Fight Night (Unicorn Theatre)

With the campaign for the next General Election in full swing, Belgian company Ontroerend Goed bring their Edinburgh hit to the Tooley Street venue

Winston Churchill nailed it: "Democracy is the worst form of government, except for all those other forms that have been tried from time to time." Don’t we just know it in 2015? On a night when the incumbent Prime Minister opted out of a public election debate – the gall of that, ladies and gentlemen – Belgian experimentalists Ontroerend Goed showed democracy for the manipulative and manipulable sham it is.

Fight Night was first seen in Edinburgh two years ago. It gives audience members a voting device and puts five actors through an onstage election that sits somewhere between a parliamentary process and a television talent show. It feels a lot more pointed now – after two more years of coalition government, with four more parties vying for some sort of power and a two-party system that just doesn’t work. Chuck in big business, bacon butties and Russell Brand and Fight Night looks like its punching down.

The show nibbles away at democracy. It takes a bite out of it here, then another bite there. Our first vote is on first impressions: five outfits, five bodies, five faces – eyes closed.
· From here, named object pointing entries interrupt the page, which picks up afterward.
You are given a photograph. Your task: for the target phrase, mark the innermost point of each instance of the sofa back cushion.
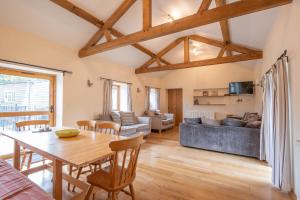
(212, 122)
(193, 120)
(116, 117)
(128, 118)
(234, 122)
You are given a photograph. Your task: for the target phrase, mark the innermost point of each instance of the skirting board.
(293, 196)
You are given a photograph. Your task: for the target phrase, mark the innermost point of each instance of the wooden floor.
(167, 170)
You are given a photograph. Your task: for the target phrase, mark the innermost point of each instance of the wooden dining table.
(86, 148)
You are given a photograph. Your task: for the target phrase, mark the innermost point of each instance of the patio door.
(26, 96)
I can’t have been the only one voting on attraction alone – but suddenly there’s an underdog, who, positioning himself as such in a pleading speech, soars up the rankings in the next round. There are regular evictions, with losers leaving the stage and the process.

Along the way, there are coalition talks that directly defy our decisions and candidates that retire from the race. Our host – a slick-suited smooth-talker – has a huge amount of sway: choosing who gets the mic, what questions they answer, and how they’re introduced. At one point, he steps into the fray as a candidate himself. (Note to Paxman, the electorate did not like that…) The whole process is fickle and superficial: a candidate trots out an all-out racist statement one round, only to say something perfectly reasonable and so storm the next.
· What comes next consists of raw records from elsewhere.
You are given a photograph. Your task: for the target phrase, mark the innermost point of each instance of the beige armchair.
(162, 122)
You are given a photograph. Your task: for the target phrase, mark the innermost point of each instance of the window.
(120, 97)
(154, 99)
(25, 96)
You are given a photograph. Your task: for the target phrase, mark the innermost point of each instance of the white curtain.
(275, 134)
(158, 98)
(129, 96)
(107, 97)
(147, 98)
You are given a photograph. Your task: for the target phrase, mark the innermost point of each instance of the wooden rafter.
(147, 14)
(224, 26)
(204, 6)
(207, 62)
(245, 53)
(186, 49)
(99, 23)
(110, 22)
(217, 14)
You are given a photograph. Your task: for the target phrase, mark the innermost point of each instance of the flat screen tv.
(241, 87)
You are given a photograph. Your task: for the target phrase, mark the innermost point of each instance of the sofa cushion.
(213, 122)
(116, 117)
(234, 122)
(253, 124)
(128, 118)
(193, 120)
Behind that, though, is a mistrust of a massive fundamental: that majority opinion rules supreme. "We’re the smallest group," one candidate speechifies, "but does that make us less important?" Time and again, the smallest groups outweigh the largest. It all comes down to how you cut it.

Fight Night makes its point and it makes it well. It’s a sustained, reasoned case, but it’s hardly thrilling theatre. It’s too forensic for that, too all-on-the-surface. Half-way through it starts to bare its teeth, testing us with unpalatable truths, only to return to an anodyne smile. All the while, it’s caught between playing the game it sets up for real and sticking to a script to ensure its point lands.
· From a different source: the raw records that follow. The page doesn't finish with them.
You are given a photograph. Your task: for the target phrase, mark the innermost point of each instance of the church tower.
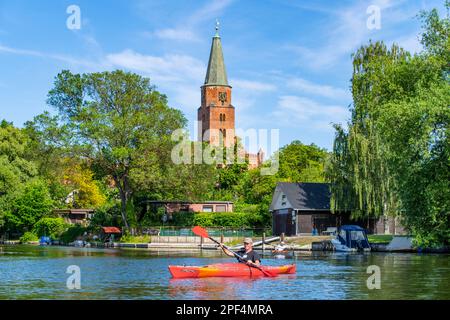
(216, 113)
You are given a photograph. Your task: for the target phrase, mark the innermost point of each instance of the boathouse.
(302, 208)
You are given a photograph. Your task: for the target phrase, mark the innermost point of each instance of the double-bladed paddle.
(204, 234)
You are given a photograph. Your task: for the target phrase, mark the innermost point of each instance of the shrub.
(28, 237)
(51, 227)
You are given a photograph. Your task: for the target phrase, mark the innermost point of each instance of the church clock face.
(222, 97)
What happens, though, when you buck the broken system? There’s a rally, late on, for a Brand-style protest – to hand in our devices – then a call to occupy the stage, and, for a moment, there’s the possibility of something else, of derailing the event to find our own ending. To Winston Churchill we might reply: What about all those forms of government we’ve not yet tried?

Fight Night runs at the Unicorn Theatre until 3rd May.